Flagrante preparado é uma expressão jurídica utilizada para descrever uma situação em que a prática de um crime é artificialmente provocada por um agente do Estado ou por um terceiro com o intuito de flagrar o suposto autor em flagrante delito. Trata-se de um tipo específico de flagrante que ocorre quando alguém instiga ou induz outra pessoa à prática de um delito com o objetivo de aplicar-lhe uma punição ou de realizar sua prisão imediata como se o crime tivesse ocorrido espontaneamente.
A doutrina e a jurisprudência brasileiras majoritariamente reconhecem que o flagrante preparado é ilegal e inválido. Isso acontece porque a preparação do crime por parte do agente provocador fere princípios fundamentais do direito penal e do processo penal, como o princípio da legalidade, da imparcialidade e da ampla defesa. O papel do Estado em matéria penal deve ser o de reprimir e prevenir delitos, sem, no entanto, instigar sua prática. Quando um agente público ou colaborador instiga ou cria artificialmente as condições para que alguém cometa um crime, está afastando-se da função constitucional de proteger o cidadão e garantir a legalidade.
No flagrante preparado, há um desvio de finalidade e violação do chamado princípio do devido processo legal. Ao criar a situação criminosa, o agente do Estado não está evitando a prática do crime, mas sim participando ativamente de sua execução. Nesses casos, entende-se que não há voluntariedade pura por parte do infrator, pois este foi conduzido ou influenciado de maneira determinante a agir como agiu.
É importante destacar que o flagrante preparado se distingue do flagrante esperado. No flagrante esperado, a autoridade policial tem a expectativa fundamentada de que o delito ocorrerá naturalmente e limita-se a observar e intervir no momento da sua consumação, sem interferência direta na vontade do agente. Já no flagrante preparado, há uma ação direta e invasiva dos agentes na formação do dolo do suposto criminoso. Essa diferença é essencial para a validade e legalidade da prisão em flagrante.
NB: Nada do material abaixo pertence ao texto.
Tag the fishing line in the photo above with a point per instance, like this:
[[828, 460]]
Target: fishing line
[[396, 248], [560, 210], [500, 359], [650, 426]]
A Súmula 145 do Supremo Tribunal Federal reflete esse entendimento ao estabelecer que não há crime quando a preparação do flagrante torna impossível sua consumação. Isso significa que a provocação deliberada da conduta típica por parte das autoridades torna o fato atípico e, consequentemente, a prisão em flagrante é nula e não produz efeitos jurídicos.
Além da ausência de tipicidade penal, outro aspecto relevante é a responsabilidade do agente provocador. Se constatado que a conduta da autoridade pública ou do terceiro colaborador foi abusiva ou ilegal, caberá apuração de responsabilidade administrativa, civil ou penal do mesmo, dependendo do caso concreto.
O flagrante preparado levanta, ainda, importantes reflexões sobre os limites da atuação do Estado no combate à criminalidade. A provocar uma infração penal para prender alguém, o Estado ultrapassa os limites éticos e legais do controle social, transformando-se de agente fiscalizador em verdadeiro coautor do delito. Isso compromete a legitimidade do sistema penal e alimenta práticas autoritárias e inconstitucionais, ferindo gravemente os direitos e garantias fundamentais dos cidadãos.
Portanto, o flagrante preparado é, no ordenamento jurídico brasileiro, uma figura repudiada por representar uma armadilha jurídica, vedada pelos princípios do Estado Democrático de Direito, e cujo reconhecimento no âmbito judicial tem como consequência a nulidade da prisão e a possibilidade de responsabilização dos envolvidos na preparação do flagrante.